Sejumlah Alumni Lintas Perguruan Tinggi yang tergabung dalam Gerakan Anti Korupsi (GAK) menunjukkan simbol penolakan saat aksi damai di gedung KPK, Jakarta, Kamis (11/2). Dalam aksinya mereka menolak rencana revisi UU KPK. ANTARA FOTO/M Agung Rajasa/nz/16

Jakarta, Aktual.com — Peneliti Centre for Indonesian Political and Social Studies (CIPSS), Mohammad Hailuki, menyatakan DPR RI tidak cukup dengan menunda sidang paripurna pengesahan revisi Undang-Undang Nomor 30 Tahun 2002 tentang Komisi Pemberantasan Korupsi (UU KPK).

Akan tetapi, yang lebih penting adalah membatalkan rencana mengubah undang-undang yang menjadi pedoman lembaga anti rasuah itu dalam memberantas tindak pidana korupsi (tipikor).

“Ini tidak sekadar untuk menjaga nama baik DPR, tapi untuk menyelamatkan konsolidasi demokrasi bangsa ini,” terang Hailuki kepada wartawan, Kamis (18/2).

Menurutnya, keberadaan KPK merupakan hasil dari konsolidasi demokrasi di Indonesia.
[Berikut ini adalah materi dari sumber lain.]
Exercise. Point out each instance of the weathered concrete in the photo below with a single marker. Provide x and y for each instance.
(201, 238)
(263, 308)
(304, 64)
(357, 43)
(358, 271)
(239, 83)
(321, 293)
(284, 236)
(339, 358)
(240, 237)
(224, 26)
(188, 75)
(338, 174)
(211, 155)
Keberadaannya dijadikan sebagai garda terdepan dalam memberantas korupsi. Namun ketika KPK menunjukkan kinerjanya dengan baik, belakangan justru muncul gerakan kontra reformasi.

Mereka disebutnya ingin mengembalikan keadaan seperti masa lalu, dimana perilaku koruptif berlangsung atas nama pembangunan. Gerakan ini menyusup ke berbagai sendi demokrasi, termasuk ke parlemen.

Atas dasar itulah ia mengingatkan, DPR akan melakukan self control terhadap gerakan yang salah satu misi operasinya adalah melemahkan KPK. Yakni, untuk meluruskan kembali jalan demokrasi Indonesia yang rentan dibajak oleh kaum oligarki.

“Perlu saya ingatkan, salah satu faktor keberhasilan konsolidasi demokrasi di negara berkembang adalah komitmen kuat dari para elite untuk melakukan penegakan hukum yang berkeadilan,” jelas Hailuki.

“Jadi apabila DPR tidak menghendaki kegagalan konsolidasi demokrasi, maka para wakil rakyat dan partai politik yang ada di parlemen harus berkomitmen memerangi korupsi dengan cara membatalkan revisi UU KPK,” sambungnya.